I still believe that reassembly isn't nearly as expensive or as big a
change as it has been portrayed, but I want to work out some of those
issues in other threads.  Very short via list entries seem to have
potential for solving the biggest issues we've seen with
fragmentation, so I think we need to give serious analysis to what we
lose/gain if we adopt them.

Bruce


On Fri, Dec 19, 2008 at 11:19 AM, Eric Rescorla
<[email protected]> wrote:
> At Fri, 19 Dec 2008 00:20:37 -0800,
> Narayanan, Vidya wrote:
>>
>> Here is a attempt to see if we can support end-to-end reassembly
>> without the need to maintain routing state.  Let's first take the
>> case of via lists.  Instead of the via list containing the node ids
>> of the intermediate nodes, if it is represented by a significantly
>> smaller tag (say, a connection id) that only has relevance to the
>> local node, we can drastically reduce the size of the via list.  For
>> instance, something like 1-2bytes will be more than adequate to
>> represent a connection id.  This would be a different form of a
>> compressed via list.  This is also sufficient, since every node only
>> needs to care about the first id on the destination list when it
>> receives the message and that should correspond to its own tag on
>> the corresponding via list.
>
> This was actually one of the original designs for via lists and is
> already permitted by the specification. Indeed, this is one of
> the major reasons to allow opaque via list entries.
>
> That said, the sort of connection ID index you suggest isn't entirely
> straightforward. you need to worry about connection ID reuse,
> otherwise you can get collisions under any kind of instability.

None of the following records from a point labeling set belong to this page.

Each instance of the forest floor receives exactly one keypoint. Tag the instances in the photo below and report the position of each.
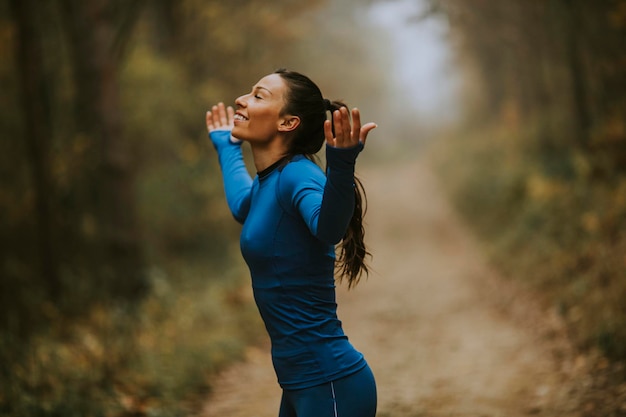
(443, 333)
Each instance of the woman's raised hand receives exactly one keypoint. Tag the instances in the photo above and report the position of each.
(220, 117)
(346, 134)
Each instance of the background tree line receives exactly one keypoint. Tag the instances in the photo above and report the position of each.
(116, 243)
(539, 165)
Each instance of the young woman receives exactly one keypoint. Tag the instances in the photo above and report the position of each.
(293, 215)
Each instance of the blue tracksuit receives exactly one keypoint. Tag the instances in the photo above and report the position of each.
(292, 216)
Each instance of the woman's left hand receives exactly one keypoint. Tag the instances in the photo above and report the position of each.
(347, 135)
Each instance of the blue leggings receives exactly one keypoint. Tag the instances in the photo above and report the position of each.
(351, 396)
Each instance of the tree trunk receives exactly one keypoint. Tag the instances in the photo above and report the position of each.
(37, 127)
(95, 44)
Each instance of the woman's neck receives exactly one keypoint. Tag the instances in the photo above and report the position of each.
(264, 155)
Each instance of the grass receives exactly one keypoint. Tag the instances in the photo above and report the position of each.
(157, 360)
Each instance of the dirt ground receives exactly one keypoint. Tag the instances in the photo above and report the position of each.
(444, 335)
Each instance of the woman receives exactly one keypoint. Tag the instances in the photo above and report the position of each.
(293, 216)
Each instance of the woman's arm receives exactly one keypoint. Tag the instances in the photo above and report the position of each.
(237, 181)
(327, 207)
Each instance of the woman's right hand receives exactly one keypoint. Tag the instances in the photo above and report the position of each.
(219, 123)
(220, 117)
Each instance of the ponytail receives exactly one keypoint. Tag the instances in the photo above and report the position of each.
(305, 100)
(352, 253)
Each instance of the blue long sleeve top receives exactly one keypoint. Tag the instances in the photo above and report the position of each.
(292, 216)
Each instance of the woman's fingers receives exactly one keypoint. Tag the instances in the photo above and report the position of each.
(347, 134)
(220, 117)
(328, 134)
(365, 130)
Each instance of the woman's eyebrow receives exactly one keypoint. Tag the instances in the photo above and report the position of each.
(258, 87)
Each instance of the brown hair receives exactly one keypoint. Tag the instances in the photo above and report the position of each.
(305, 100)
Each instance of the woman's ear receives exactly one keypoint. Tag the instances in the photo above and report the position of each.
(288, 123)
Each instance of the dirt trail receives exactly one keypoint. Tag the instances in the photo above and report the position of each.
(443, 334)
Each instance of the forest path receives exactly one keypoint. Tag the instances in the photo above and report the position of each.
(444, 335)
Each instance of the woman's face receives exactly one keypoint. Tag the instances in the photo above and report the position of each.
(257, 117)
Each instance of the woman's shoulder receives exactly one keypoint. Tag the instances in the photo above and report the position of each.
(301, 172)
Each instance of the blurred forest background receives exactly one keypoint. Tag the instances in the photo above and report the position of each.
(120, 272)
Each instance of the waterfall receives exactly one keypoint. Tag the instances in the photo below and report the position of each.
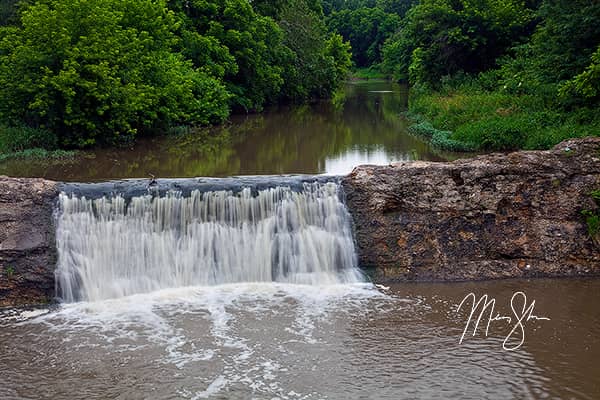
(113, 246)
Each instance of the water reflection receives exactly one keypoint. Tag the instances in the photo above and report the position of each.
(364, 127)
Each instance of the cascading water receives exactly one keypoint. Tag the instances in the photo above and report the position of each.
(112, 247)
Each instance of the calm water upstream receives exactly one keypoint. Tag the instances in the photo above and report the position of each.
(365, 128)
(249, 287)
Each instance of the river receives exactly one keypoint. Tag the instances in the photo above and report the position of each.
(362, 128)
(242, 288)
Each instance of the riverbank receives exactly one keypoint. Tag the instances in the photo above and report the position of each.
(468, 117)
(493, 216)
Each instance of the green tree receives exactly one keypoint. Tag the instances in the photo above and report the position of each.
(243, 47)
(101, 70)
(450, 36)
(366, 29)
(310, 71)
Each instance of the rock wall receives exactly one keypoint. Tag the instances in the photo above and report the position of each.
(494, 216)
(27, 247)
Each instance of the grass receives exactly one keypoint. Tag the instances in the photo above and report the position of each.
(473, 118)
(20, 142)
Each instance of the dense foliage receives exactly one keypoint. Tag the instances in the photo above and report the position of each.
(486, 74)
(78, 72)
(500, 74)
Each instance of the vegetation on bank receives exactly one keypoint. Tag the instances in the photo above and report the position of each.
(75, 73)
(487, 75)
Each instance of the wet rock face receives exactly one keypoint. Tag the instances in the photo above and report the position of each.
(494, 216)
(27, 246)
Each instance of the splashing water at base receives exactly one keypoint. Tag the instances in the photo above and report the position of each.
(112, 247)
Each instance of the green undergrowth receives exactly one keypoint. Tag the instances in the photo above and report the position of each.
(368, 73)
(18, 142)
(468, 118)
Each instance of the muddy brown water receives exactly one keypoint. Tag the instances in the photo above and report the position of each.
(363, 128)
(281, 341)
(269, 341)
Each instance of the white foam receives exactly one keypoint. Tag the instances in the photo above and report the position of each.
(110, 249)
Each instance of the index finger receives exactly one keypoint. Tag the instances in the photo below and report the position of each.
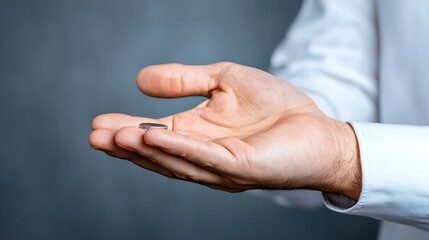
(117, 121)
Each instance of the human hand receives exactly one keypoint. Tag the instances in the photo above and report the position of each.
(254, 131)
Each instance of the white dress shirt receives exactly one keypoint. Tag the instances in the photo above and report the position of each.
(368, 61)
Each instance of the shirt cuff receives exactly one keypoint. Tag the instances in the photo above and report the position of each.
(395, 179)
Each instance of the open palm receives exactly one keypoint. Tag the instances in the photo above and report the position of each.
(253, 131)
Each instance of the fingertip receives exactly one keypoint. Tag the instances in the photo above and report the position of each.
(97, 139)
(128, 137)
(155, 137)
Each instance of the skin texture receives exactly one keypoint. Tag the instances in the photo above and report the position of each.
(254, 131)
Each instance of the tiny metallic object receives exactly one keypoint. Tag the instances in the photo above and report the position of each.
(146, 126)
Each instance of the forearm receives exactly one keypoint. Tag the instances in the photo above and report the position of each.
(394, 163)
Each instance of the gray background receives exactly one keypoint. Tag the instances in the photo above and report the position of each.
(63, 62)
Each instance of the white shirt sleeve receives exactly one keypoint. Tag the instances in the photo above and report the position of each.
(395, 175)
(329, 53)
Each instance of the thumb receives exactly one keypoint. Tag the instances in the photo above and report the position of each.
(177, 80)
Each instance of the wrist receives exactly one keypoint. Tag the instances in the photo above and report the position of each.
(347, 174)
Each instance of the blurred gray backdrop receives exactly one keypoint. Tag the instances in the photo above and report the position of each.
(63, 62)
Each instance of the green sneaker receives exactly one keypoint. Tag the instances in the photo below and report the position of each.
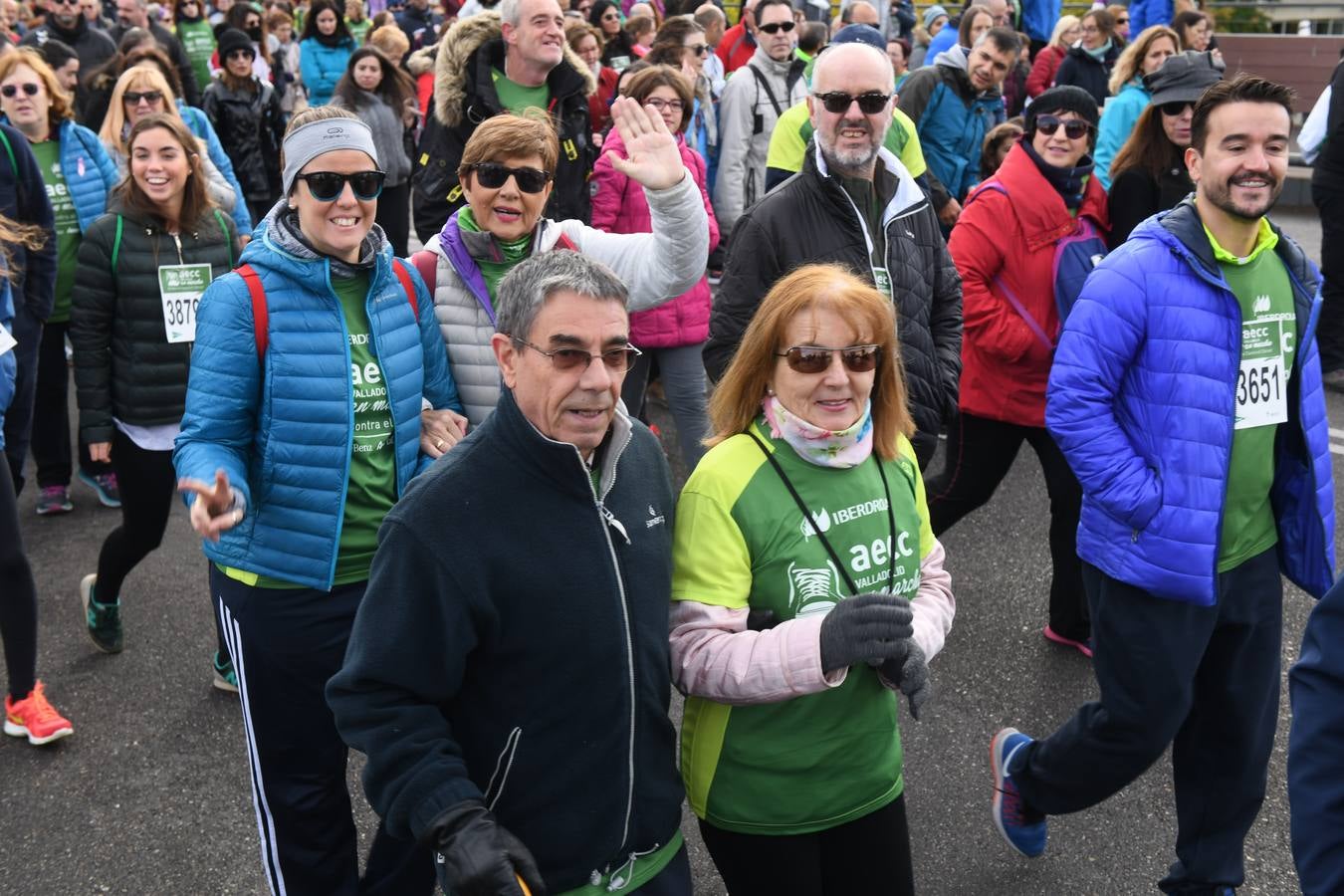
(225, 676)
(101, 619)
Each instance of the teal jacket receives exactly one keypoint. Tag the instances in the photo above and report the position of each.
(281, 425)
(1117, 122)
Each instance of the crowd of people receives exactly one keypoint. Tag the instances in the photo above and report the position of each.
(832, 239)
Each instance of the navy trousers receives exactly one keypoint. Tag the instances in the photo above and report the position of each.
(1202, 679)
(285, 644)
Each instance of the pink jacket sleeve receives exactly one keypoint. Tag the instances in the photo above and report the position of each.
(933, 604)
(607, 192)
(715, 657)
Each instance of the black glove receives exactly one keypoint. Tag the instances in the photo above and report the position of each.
(864, 629)
(481, 858)
(909, 672)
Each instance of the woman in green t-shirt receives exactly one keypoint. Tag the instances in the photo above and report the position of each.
(806, 590)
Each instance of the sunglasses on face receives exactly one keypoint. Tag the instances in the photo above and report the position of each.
(30, 89)
(566, 358)
(814, 358)
(494, 175)
(327, 185)
(1074, 127)
(870, 103)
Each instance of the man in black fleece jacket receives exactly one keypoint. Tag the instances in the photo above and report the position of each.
(507, 676)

> For instance, Cullen suggested file descriptors would be a reasonable
> implementation technique. However, because of the way UNIX systems use
> file descriptors, when you close fd 5 and then do a new open, you tend
> to get fd 5 again. If everyone is using file descriptors, it's not at
> all unrealistic to expect a message to completely unwind the via list
> before it eventually gets to the wrong origin destination.
> This isn't to say that this problem can't be solved of course,
> with judicious identifier assignment, checksums, etc., but I
> suspect 1 byte and perhaps 2 will not be enough.
>
> A more robust approach would be to use a hash of the Node-ID
> in the via list. You could use a much shorter hash but this
> reduces the chance of collision drastically without having
> to be clever about timeouts, etc.
>
> Cullen and I at one point discussed another alternative: compressing
> the Node-IDs themselves. The observation here is that with
> common DHTs, the messages converge on the correct node, so
> the Node-Ids in the via list rapidly get a common prefix.
> You could probably use this to compress, though I don't have
> calculations on how much improvement you get.
>
> The bottom line, then, is that I don't think it's a good idea to
> require one particular technique for via list compression. I
> would need to think about whether it makes sense to design
> a protocol on the assumption that every node will compress
> via list entries. This does create inconveniences, including
> making tracing packets through the network significantly harder.
>
>
>> If we did the above, the growth of the via list should be
>> insignificant (for normal routing with Olog(N) bounds).
>
> This doesn't solve the problem of route log growth, however.